Looking closely at diagrams of the human ear — an activity that going deaf tends to encourage — has given me a new understanding of God. I think God is Rube Goldberg, or at least, as the casting agents out on the West Coast would say, a Rube Goldberg type.
For those possibly unfamiliar with his name and genius, Goldberg (1883-1970) was an author, an engineer, a sculptor, an inventor and, most notably, a cartoonist who envisioned and drew comically complex devices that perform simple tasks in indirect, convoluted ways.
Keep Goldberg’s work in mind as I briefly refresh your memory as to the construction and mechanics of the intricate, delicate, sensitive, goofy apparatus we call the ear.
We gather and focus sound waves by way of the outer ear, outcroppings of cartilage and skin that grow on each side of our heads rather like mushrooms. I have the Portobellos myself, but the model varies from person to person.
The outer ear, scientifically known as the pinna, directs the sound waves down a short tunnel, or canal, to the tympanic membrane, better known as the eardrum, which begins to vibrate from the pressure.
The vibration causes a chain reaction among the ossicles, three very tiny, closely connected bones on the other side of the eardrum, in the middle ear.
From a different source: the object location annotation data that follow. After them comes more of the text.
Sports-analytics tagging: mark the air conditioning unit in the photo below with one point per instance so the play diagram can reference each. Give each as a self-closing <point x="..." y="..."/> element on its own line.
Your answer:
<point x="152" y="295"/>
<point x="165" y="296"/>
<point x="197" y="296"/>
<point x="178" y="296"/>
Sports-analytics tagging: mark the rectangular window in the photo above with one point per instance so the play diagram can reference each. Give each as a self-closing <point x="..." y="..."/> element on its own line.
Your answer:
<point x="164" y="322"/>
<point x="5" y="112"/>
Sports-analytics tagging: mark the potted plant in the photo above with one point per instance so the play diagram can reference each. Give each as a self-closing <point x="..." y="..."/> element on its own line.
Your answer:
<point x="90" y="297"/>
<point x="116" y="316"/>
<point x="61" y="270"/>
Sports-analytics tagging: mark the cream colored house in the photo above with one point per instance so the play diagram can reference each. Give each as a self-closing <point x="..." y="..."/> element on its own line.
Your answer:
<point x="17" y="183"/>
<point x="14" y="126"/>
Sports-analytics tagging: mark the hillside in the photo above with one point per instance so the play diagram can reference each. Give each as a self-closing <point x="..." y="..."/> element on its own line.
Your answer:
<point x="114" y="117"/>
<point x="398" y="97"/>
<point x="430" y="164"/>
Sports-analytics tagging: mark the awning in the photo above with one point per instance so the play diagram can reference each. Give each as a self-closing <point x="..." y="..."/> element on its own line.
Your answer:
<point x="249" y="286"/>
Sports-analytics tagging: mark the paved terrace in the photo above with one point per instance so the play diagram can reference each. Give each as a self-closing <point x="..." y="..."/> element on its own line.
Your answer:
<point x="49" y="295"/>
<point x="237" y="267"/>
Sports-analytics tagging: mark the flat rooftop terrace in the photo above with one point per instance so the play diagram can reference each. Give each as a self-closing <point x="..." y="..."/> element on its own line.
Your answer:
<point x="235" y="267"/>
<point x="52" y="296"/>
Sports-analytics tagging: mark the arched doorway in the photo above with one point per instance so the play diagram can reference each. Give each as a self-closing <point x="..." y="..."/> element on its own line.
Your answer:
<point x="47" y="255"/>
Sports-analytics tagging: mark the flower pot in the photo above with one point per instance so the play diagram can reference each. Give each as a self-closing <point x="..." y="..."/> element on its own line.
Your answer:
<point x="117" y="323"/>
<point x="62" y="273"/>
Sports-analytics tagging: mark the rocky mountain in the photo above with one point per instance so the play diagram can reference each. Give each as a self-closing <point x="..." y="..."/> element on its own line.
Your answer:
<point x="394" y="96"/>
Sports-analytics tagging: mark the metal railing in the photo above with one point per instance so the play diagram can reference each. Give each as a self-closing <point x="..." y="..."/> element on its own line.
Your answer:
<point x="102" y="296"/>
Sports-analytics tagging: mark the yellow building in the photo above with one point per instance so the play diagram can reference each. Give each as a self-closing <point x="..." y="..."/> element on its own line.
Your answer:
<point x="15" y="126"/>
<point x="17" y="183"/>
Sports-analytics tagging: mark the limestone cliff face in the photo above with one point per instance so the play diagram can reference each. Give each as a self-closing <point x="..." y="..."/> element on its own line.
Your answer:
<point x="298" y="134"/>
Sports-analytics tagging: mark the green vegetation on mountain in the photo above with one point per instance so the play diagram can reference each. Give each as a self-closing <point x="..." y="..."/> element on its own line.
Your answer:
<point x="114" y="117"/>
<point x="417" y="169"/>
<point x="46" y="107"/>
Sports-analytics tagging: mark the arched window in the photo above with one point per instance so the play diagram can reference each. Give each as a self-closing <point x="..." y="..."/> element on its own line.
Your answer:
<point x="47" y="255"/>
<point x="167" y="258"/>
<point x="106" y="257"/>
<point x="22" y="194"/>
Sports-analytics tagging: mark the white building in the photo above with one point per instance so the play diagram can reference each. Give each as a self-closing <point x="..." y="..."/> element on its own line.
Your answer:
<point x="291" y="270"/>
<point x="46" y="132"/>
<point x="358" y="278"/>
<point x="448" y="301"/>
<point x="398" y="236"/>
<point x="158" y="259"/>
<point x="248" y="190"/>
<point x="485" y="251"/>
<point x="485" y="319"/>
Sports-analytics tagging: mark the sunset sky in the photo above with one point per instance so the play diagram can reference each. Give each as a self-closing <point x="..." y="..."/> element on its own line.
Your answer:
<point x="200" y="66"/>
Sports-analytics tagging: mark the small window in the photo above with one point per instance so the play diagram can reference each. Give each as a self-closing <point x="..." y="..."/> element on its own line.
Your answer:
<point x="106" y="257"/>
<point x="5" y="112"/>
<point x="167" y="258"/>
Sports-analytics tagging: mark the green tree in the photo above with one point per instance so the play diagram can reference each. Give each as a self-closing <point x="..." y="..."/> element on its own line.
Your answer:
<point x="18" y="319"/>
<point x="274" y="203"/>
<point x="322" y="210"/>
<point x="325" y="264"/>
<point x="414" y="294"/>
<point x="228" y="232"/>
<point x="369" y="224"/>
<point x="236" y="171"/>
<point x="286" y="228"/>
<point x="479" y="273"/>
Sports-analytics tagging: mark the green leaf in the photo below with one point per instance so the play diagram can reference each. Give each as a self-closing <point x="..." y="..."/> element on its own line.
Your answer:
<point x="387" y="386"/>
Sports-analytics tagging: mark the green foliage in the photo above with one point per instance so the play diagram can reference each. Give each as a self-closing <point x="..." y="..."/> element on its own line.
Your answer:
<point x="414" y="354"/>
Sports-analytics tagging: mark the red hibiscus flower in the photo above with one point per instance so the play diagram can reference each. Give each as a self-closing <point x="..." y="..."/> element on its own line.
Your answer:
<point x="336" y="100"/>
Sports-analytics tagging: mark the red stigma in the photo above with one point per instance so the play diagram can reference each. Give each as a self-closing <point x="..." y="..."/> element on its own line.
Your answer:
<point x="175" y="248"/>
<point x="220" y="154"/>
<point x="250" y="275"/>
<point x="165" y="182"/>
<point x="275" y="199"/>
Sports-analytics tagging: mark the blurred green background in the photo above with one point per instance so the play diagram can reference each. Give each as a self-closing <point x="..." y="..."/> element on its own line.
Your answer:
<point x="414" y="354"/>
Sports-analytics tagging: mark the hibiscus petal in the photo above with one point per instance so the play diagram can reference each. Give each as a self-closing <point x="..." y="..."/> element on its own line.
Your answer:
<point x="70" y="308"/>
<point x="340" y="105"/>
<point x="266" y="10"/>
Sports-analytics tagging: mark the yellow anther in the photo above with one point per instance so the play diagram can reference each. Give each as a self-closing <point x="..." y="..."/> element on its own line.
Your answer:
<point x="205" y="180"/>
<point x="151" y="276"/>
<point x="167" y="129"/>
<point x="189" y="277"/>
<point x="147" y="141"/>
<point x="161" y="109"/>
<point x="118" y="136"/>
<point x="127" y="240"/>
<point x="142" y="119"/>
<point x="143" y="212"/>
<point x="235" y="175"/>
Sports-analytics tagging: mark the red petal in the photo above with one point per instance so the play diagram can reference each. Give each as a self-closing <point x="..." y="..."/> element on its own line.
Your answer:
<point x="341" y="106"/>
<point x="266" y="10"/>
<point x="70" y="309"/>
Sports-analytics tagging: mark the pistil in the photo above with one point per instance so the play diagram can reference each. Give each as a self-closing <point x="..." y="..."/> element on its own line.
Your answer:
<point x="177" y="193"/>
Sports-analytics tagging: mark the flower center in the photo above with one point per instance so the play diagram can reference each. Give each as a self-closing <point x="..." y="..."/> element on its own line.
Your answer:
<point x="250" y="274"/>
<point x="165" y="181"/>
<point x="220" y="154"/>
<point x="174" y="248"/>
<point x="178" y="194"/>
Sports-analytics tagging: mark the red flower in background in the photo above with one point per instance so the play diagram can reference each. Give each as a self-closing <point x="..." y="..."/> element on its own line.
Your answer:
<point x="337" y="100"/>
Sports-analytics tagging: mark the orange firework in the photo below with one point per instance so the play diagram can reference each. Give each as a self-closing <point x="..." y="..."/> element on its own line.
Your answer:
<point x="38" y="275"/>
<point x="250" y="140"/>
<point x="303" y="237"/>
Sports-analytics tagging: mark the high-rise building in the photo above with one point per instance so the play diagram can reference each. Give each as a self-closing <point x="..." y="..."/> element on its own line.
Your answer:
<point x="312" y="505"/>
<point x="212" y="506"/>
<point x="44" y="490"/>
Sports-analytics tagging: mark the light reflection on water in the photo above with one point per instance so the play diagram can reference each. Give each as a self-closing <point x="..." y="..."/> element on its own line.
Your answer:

The first bone, the malleus (hammer), moves from side to side like a lever, causing motion in the adjacent incus (anvil), which in turn jiggles the stapes (stirrup), which sends rippling waves through the fluid contained in the snail shell-shaped cochlea in the inner ear.
Tiny, hair-like cells inside the cochlea – about 20,000 of them – translate the wave motion into electrical impulses that travel along the auditory nerve to the brain. The brain decodes the impulses and makes it possible for us to discern whether what created the original vibration was a cat meowing or a politician barking or Duane Allman playing slide guitar.
Now, I ask you: Isn’t a contraption/process that involves a kitty kat, a drum, a hammer, an anvil, a stirrup and something that looks like it could house a garden slug every bit as Goldbergian as a soup-cooling system that entails a clock, a scythe and a toucan?
Isn’t it just as silly?
And isn’t it, if anything, more miraculous?